Re: logical decoding and replication of sequences, take 2

From: Andres Freund <andres(at)anarazel(dot)de>
To: Tomas Vondra <tomas(dot)vondra(at)enterprisedb(dot)com>
Cc: Robert Haas <robertmhaas(at)gmail(dot)com>, PostgreSQL Hackers <pgsql-hackers(at)lists(dot)postgresql(dot)org>
Subject: Re: logical decoding and replication of sequences, take 2
Date: 2022-11-17 17:07:16
Message-ID: 20221117170716.5da7set7fy3t6mfx@awork3.anarazel.de
Views: Raw Message | Whole Thread | Download mbox | Resend email
Thread:
Lists: pgsql-hackers

Hi,

On 2022-11-17 12:39:49 +0100, Tomas Vondra wrote:
> On 11/17/22 03:43, Andres Freund wrote:
> > On 2022-11-17 02:41:14 +0100, Tomas Vondra wrote:
> >> Well, yeah - we can either try to perform the stuff independently of the
> >> transactions that triggered it, or we can try making it part of some of
> >> the transactions. Each of those options has problems, though :-(
> >>
> >> The first version of the patch tried the first approach, i.e. decode the
> >> increments and apply that independently. But:
> >>
> >> (a) What would you do with increments of sequences created/reset in a
> >> transaction? Can't apply those outside the transaction, because it
> >> might be rolled back (and that state is not visible on primary).
> >
> > I think a reasonable approach could be to actually perform different WAL
> > logging for that case. It'll require a bit of machinery, but could actually
> > result in *less* WAL logging overall, because we don't need to emit a WAL
> > record for each SEQ_LOG_VALS sequence values.
> >
>
> Could you elaborate? Hard to comment without knowing more ...
>
> My point was that stuff like this (creating a new sequence or at least a
> new relfilenode) means we can't apply that independently of the
> transaction (unlike regular increments). I'm not sure how a change to
> WAL logging would make that go away.

Different WAL logging would make it easy to handle that on the logical
decoding level. We don't need to emit WAL records each time a
created-in-this-toplevel-xact sequences gets incremented as they're not
persisting anyway if the surrounding xact aborts. We already need to remember
the filenode so it can be dropped at the end of the transaction, so we could
emit a single record for each sequence at that point.
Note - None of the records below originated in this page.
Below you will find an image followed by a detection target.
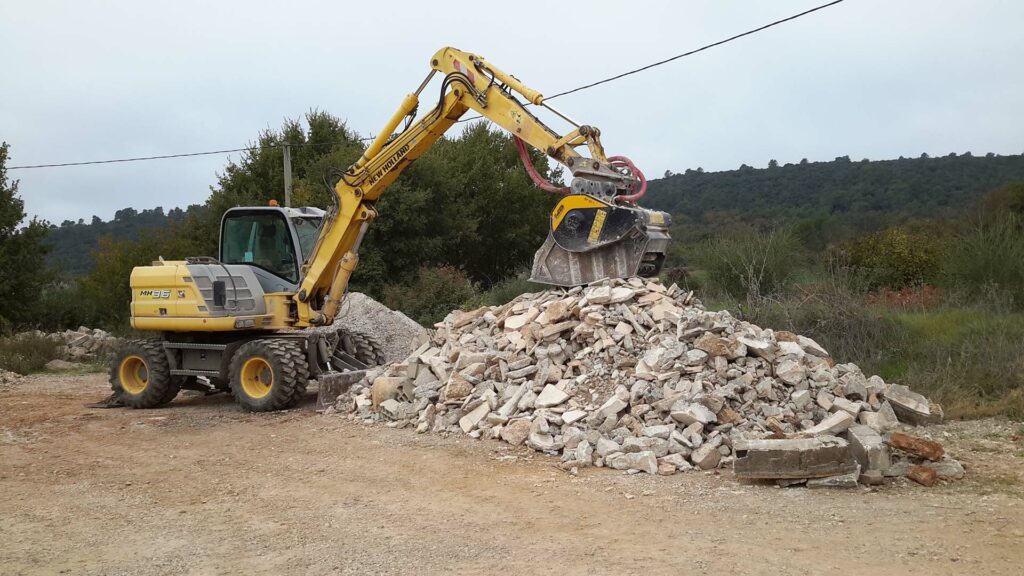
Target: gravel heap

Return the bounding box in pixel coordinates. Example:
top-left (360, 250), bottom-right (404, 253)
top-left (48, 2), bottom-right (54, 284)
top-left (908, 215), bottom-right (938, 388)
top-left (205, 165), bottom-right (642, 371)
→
top-left (334, 278), bottom-right (954, 483)
top-left (334, 292), bottom-right (430, 362)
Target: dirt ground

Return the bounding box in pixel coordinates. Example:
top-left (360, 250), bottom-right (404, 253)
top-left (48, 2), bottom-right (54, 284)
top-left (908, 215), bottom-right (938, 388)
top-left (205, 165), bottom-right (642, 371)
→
top-left (0, 374), bottom-right (1024, 576)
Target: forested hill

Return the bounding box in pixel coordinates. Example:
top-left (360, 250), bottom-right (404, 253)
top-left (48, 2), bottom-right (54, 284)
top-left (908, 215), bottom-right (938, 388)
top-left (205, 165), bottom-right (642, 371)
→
top-left (47, 150), bottom-right (1024, 277)
top-left (46, 206), bottom-right (200, 277)
top-left (642, 154), bottom-right (1024, 238)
> >> (b) What about increments created before we have a proper snapshot?
> >> There may be transactions dependent on the increment. This is what
> >> ultimately led to revert of the patch.
> >
> > I don't understand this - why would we ever need to process those increments
> > from before we have a snapshot? Wouldn't they, by definition, be before the
> > slot was active?
> >
> > To me this is the rough equivalent of logical decoding not giving the initial
> > state of all tables. You need some process outside of logical decoding to get
> > that (obviously we have some support for that via the exported data snapshot
> > during slot creation).
> >
>
> Which is what already happens during tablesync, no? We more or less copy
> sequences as if they were tables.

I think you might have to copy sequences after tables, but I'm not sure. But
otherwise, yea.

> > I assume that part of the initial sync would have to be a new sequence
> > synchronization step that reads all the sequence states on the publisher and
> > ensures that the subscriber sequences are at the same point. There's a bit of
> > trickiness there, but it seems entirely doable. The logical replication replay
> > support for sequences will have to be a bit careful about not decreasing the
> > subscriber's sequence values - the standby initially will be ahead of the
> > increments we'll see in the WAL. But that seems inevitable given the
> > non-transactional nature of sequences.
> >
>
> See fetch_sequence_data / copy_sequence in the patch. The bit about
> ensuring the sequence does not go away (say, using page LSN and/or LSN
> of the increment) is not there, however isn't that pretty much what I
> proposed doing for "reconciling" the sequence state logged at COMMIT?

Well, I think the approach of logging all sequence increments at commit is the
wrong idea...

Creating a new relfilenode whenever a sequence is incremented seems like a
complete no-go to me. That increases sequence overhead by several orders of
magnitude and will lead to *awful* catalog bloat on the subscriber.

> >
> >> This version of the patch tries to do the opposite thing - make sure
> >> that the state after each commit matches what the transaction might have
> >> seen (for sequences it accessed). It's imperfect, because it might log a
> >> state generated "after" the sequence got accessed - it focuses on the
> >> guarantee not to generate duplicate values.
> >
> > That approach seems quite wrong to me.
> >
>
> Why? Because it might log a state for sequence as of COMMIT, when the
> transaction accessed the sequence much earlier?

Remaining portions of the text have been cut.